Al día siguiente, martes, día de lluvia y tristeza, Agustín pasó toda la mañana dando vueltas en su despacho. Esperaba alguna visita de interés sin duda; pero la que recibió fue la de Rosalía, muy guapetona, muy remozada, muy fresca y tan bien puesta como cuando iba al teatro.

«Tú no estás bueno -le dijo con afectuosa franqueza-. Lo comprendo, porque estas cosas impresionan, creo que debes serenarte y procurar dar todo al olvido... ¡Un hombre como tú...! Sí, encontrarás mujeres a millares... y mil veces más guapas, mil veces más interesantes... ¿Y qué? ¿Ha venido? Presumo que no, porque mandé recado a su casa y no está allí ni sabe nadie su paradero. Te juro que me causa una pena... ¡pobrecilla! Si después de todo no tiene mal fondo. Entre estas desgraciadas, las hay con excelente natural y hasta con asomos de dignidad. Lo que es aguardar las apariencias no hay quien le gane a esta».

Como él no le contestara nada, pues parecía más atento a las flores de la alfombra que a los dichos de su prima, esta hubo de dar otra dirección a su afectuosidad.

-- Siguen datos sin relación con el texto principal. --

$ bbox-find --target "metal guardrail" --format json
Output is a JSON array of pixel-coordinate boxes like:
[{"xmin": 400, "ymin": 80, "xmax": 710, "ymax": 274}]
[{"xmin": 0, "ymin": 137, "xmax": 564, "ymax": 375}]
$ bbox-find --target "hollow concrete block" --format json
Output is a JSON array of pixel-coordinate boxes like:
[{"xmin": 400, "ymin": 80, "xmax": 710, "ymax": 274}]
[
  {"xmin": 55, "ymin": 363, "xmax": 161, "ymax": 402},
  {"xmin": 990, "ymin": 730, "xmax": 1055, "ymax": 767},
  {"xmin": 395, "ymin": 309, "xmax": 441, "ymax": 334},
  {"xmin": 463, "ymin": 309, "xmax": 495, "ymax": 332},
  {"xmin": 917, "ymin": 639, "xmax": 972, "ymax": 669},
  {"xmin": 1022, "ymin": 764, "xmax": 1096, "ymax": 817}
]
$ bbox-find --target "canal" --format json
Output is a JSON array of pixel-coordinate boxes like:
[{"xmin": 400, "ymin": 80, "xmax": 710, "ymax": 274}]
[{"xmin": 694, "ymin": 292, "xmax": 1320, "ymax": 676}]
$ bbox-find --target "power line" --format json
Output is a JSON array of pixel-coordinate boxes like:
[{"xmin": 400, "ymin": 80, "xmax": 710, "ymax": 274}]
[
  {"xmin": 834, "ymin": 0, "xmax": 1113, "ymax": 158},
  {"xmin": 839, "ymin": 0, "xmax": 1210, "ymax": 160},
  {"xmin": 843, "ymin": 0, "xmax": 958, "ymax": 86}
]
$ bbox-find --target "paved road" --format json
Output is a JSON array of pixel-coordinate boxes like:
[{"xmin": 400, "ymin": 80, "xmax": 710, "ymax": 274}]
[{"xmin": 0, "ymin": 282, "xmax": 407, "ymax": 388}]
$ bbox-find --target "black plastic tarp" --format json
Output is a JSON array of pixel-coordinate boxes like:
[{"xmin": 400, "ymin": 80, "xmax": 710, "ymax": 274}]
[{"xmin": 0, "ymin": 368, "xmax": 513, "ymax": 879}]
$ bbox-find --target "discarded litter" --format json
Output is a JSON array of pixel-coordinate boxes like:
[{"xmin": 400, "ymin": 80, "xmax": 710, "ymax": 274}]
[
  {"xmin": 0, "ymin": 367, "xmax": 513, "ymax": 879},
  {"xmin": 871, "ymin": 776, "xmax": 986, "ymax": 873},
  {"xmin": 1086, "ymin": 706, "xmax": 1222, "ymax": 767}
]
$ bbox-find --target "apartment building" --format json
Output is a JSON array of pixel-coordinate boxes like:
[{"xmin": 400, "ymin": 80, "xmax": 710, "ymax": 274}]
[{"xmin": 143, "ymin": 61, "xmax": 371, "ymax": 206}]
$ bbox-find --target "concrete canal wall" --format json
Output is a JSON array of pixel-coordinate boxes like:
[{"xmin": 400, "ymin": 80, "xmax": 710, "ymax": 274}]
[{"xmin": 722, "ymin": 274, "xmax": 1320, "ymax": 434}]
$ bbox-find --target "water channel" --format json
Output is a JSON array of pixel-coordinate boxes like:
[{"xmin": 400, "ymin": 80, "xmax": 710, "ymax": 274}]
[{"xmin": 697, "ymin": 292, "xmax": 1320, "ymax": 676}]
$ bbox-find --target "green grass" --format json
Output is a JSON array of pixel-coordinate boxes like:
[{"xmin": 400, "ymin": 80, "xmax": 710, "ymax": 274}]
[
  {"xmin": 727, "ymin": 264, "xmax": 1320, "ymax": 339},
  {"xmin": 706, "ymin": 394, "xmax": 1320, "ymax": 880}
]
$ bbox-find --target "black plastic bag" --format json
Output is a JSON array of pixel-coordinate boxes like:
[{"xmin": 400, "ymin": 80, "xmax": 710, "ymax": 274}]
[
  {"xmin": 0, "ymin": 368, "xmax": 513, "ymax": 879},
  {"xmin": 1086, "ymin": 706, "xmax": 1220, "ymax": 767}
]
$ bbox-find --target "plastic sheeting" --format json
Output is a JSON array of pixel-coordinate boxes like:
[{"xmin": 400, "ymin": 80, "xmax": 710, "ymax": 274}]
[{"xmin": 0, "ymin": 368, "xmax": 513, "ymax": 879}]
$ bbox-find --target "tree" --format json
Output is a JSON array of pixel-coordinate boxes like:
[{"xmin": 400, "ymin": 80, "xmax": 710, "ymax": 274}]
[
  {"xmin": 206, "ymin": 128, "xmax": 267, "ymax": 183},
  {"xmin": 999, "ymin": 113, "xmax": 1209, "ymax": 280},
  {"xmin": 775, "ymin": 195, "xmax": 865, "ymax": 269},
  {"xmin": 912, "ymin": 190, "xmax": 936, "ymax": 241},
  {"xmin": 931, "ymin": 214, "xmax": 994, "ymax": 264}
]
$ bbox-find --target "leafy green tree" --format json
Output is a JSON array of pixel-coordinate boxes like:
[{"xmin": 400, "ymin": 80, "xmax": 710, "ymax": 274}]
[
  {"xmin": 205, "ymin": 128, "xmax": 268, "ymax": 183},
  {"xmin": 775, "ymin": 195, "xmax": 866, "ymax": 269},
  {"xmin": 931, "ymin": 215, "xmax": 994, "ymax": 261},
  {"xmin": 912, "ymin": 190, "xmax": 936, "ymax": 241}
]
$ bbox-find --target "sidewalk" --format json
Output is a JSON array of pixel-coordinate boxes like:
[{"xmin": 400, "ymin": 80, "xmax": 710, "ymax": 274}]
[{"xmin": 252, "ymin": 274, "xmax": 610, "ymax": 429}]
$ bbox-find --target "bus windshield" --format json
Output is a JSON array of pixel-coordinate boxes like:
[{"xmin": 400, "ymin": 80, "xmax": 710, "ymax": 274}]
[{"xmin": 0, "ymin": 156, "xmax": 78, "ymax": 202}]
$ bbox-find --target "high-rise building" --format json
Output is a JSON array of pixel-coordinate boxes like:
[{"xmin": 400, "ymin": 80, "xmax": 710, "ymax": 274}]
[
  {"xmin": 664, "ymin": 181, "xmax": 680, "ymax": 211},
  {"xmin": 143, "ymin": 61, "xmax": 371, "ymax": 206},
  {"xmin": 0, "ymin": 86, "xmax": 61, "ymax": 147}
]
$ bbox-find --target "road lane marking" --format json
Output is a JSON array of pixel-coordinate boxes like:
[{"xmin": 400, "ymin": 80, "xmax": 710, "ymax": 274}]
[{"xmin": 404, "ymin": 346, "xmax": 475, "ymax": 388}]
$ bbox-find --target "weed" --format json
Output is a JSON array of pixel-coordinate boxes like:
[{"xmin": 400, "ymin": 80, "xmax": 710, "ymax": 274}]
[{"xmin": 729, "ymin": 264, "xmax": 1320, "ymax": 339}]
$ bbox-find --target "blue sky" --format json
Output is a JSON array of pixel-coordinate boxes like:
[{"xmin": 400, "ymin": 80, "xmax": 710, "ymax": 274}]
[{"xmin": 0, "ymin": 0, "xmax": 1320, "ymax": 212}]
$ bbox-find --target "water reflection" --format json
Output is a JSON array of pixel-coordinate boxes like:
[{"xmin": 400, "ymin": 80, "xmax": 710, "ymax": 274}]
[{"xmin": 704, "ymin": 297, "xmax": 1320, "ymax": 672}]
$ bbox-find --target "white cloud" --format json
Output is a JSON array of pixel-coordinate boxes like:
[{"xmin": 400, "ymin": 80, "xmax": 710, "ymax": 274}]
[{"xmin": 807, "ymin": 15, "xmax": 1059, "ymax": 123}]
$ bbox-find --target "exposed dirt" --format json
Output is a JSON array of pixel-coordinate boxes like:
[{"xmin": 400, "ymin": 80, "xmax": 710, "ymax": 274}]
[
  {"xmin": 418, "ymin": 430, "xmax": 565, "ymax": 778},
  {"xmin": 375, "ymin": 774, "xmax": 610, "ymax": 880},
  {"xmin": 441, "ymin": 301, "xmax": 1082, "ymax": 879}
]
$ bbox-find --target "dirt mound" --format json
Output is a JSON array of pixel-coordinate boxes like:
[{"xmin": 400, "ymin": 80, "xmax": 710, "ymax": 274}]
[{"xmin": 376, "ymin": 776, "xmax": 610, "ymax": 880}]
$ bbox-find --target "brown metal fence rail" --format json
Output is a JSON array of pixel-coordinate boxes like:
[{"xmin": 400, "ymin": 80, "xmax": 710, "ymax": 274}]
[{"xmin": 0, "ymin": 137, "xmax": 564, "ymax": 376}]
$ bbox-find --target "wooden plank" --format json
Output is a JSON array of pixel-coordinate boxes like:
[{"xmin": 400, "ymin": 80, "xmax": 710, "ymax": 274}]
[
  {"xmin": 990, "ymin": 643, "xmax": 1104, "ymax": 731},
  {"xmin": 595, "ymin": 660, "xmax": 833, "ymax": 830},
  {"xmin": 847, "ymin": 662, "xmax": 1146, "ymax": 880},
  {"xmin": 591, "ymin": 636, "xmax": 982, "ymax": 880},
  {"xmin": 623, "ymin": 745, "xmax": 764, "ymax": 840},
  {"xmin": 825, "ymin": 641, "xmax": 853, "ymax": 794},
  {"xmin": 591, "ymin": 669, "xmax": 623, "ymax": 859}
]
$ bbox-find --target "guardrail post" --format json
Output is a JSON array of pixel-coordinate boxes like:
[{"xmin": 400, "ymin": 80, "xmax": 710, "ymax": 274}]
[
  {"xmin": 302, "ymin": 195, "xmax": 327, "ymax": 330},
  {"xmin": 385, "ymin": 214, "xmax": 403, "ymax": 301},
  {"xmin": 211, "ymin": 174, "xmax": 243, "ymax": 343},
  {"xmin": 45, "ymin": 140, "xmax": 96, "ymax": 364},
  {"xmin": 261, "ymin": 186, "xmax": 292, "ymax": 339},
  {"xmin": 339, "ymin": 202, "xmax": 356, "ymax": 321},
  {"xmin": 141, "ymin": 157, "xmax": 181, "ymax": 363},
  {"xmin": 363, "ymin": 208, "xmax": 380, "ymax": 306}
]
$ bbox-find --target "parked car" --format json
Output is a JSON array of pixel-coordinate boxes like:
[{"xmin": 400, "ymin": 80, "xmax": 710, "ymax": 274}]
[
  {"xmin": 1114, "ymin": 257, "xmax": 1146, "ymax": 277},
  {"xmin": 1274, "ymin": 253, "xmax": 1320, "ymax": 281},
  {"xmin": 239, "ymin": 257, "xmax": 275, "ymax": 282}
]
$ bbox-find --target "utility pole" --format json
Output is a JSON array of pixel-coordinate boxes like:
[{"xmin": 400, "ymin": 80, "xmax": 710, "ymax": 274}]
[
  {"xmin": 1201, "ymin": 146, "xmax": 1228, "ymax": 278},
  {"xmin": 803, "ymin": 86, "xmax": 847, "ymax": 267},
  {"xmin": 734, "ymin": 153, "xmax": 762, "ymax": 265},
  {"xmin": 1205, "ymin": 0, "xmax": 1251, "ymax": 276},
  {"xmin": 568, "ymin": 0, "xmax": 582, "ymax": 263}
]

«Repito que no estás bueno. Tienes color de cardenillo... ¿A ver el pulso? Ardiendo... Reposo, hijito, reposo es lo que te conviene. No recibas a nadie, no hables, no escribas. Échate en el sofá y abrígate con la manta de viaje. Yo te cuidaré, pues por tu salud bien puedo dejar todas mis obligaciones. Te haré refrescos; me estaré aquí todo el día, y si te pones verdaderamente malo, me quedaré también toda la noche».

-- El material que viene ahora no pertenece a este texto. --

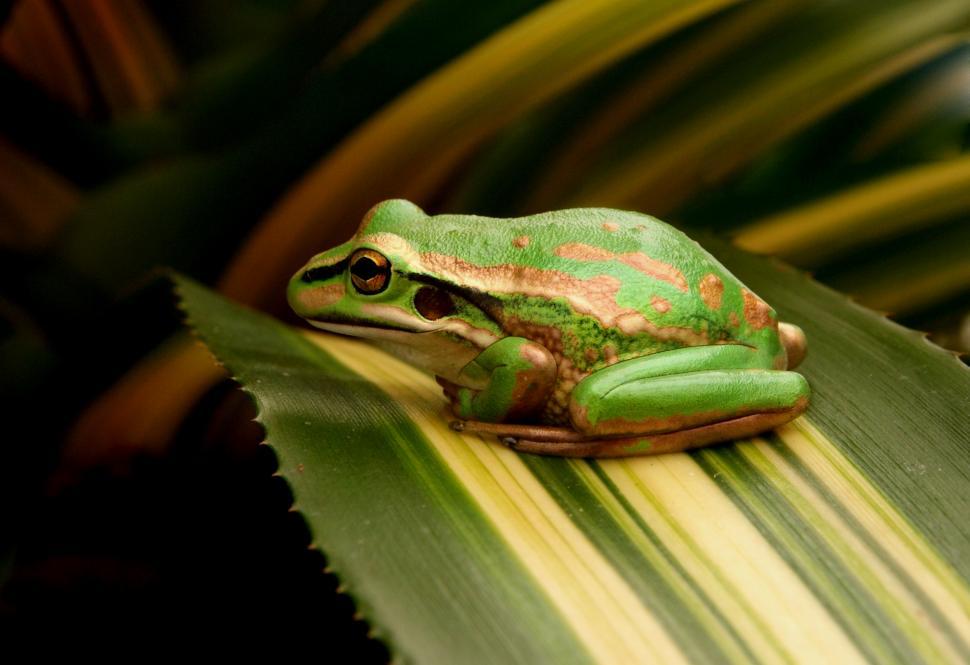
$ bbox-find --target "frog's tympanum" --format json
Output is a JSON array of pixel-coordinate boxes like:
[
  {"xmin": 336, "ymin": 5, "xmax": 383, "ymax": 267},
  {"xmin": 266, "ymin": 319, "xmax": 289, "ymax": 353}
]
[{"xmin": 288, "ymin": 200, "xmax": 810, "ymax": 457}]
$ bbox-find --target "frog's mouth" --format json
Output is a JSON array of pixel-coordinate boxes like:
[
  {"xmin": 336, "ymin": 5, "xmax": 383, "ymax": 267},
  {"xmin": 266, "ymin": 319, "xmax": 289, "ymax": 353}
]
[{"xmin": 307, "ymin": 319, "xmax": 482, "ymax": 388}]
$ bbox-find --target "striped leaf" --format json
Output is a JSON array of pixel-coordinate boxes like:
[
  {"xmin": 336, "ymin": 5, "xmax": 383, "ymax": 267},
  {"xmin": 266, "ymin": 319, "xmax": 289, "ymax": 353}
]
[{"xmin": 177, "ymin": 236, "xmax": 970, "ymax": 663}]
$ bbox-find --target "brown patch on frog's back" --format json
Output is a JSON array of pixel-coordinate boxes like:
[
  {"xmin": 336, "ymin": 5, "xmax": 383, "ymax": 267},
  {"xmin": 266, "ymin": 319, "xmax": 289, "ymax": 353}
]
[
  {"xmin": 617, "ymin": 252, "xmax": 687, "ymax": 293},
  {"xmin": 297, "ymin": 284, "xmax": 346, "ymax": 312},
  {"xmin": 553, "ymin": 242, "xmax": 613, "ymax": 261},
  {"xmin": 554, "ymin": 242, "xmax": 687, "ymax": 293},
  {"xmin": 699, "ymin": 272, "xmax": 724, "ymax": 312},
  {"xmin": 741, "ymin": 289, "xmax": 778, "ymax": 330},
  {"xmin": 420, "ymin": 252, "xmax": 709, "ymax": 346}
]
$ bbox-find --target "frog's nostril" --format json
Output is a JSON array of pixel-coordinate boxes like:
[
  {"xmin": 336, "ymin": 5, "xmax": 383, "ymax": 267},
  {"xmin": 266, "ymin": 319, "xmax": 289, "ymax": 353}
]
[{"xmin": 300, "ymin": 259, "xmax": 347, "ymax": 284}]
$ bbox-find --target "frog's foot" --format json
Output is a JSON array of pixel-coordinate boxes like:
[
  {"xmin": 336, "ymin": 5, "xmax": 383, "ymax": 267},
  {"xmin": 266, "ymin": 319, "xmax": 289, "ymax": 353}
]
[
  {"xmin": 451, "ymin": 398, "xmax": 808, "ymax": 457},
  {"xmin": 502, "ymin": 399, "xmax": 808, "ymax": 457}
]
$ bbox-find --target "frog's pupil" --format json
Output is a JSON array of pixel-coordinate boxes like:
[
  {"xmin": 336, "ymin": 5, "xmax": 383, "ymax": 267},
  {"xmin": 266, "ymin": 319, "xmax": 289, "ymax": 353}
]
[{"xmin": 350, "ymin": 256, "xmax": 381, "ymax": 280}]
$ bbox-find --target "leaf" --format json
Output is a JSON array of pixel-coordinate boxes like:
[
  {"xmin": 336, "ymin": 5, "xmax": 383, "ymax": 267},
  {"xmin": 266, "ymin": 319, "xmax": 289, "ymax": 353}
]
[
  {"xmin": 2, "ymin": 0, "xmax": 181, "ymax": 115},
  {"xmin": 0, "ymin": 138, "xmax": 79, "ymax": 251},
  {"xmin": 176, "ymin": 231, "xmax": 970, "ymax": 663},
  {"xmin": 557, "ymin": 0, "xmax": 968, "ymax": 214},
  {"xmin": 735, "ymin": 156, "xmax": 970, "ymax": 265}
]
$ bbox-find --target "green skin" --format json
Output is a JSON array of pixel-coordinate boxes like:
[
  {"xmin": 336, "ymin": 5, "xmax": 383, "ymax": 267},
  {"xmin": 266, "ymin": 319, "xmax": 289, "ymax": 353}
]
[{"xmin": 287, "ymin": 200, "xmax": 810, "ymax": 454}]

Agustín rechazaba la idea de enfermedad. Entre una y otra pausa, deslizaba Rosalía consejos y amonestaciones llenas de dulzura y amistad... «No lo tomes tan fuerte... Si hubieras consultado a tiempo conmigo... Lo mejor es que te acuestes... tienes frío».

Más tarde, mucho más tarde, Agustín, interpretando sin reserva lo más espontáneo y natural que en su alma existía, se dejó decir estas graves palabras:

«Esa mujer se me ha clavado en el corazón, y no me la puedo arrancar».

Al oír esto, Rosalía se quitó la cachemira y quedose en cuerpo. Hacía calor. Para consolar a su primo echó retahílas de frases, llenas de cariñosas y bien pensadas expresiones. En medio de ellas salió a relucir Doña Marcelina Polo, única persona que podía dar noticias irrecusables del hecho, como poseedora de testimonios escritos.

«¿En dónde vive esa señora?» -dijo Caballero con ímpetu-. Ahora mismo voy allá.

-Es muy tarde. Por Dios, no te pongas así. Pareces un personaje de novela. Esa señora y las que viven con ella se acuestan a la hora de las gallinas. Mañana podrás ir pero no muy temprano, porque desde el alba se van las tres a la iglesia. Lo mejor es que le mandes un recado con Felipe para que te fije hora.

Entró D. Francisco, que venía de su paseo.

«¿Qué tal?...».

-Le digo que se meta en la cama y no quiere hacerme caso.

-¿Apostamos a que es todo calumnia? -dijo el bondadoso Thiers.

Agustín les rogó que se quedaran a comer, lo que ellos aceptaron de buen grado. Centeno fue a la Costanilla a decir a Prudencia (alias Calamidad) que diera de comer a los pequeños, porque los papás no volverían a su casa hasta muy tarde.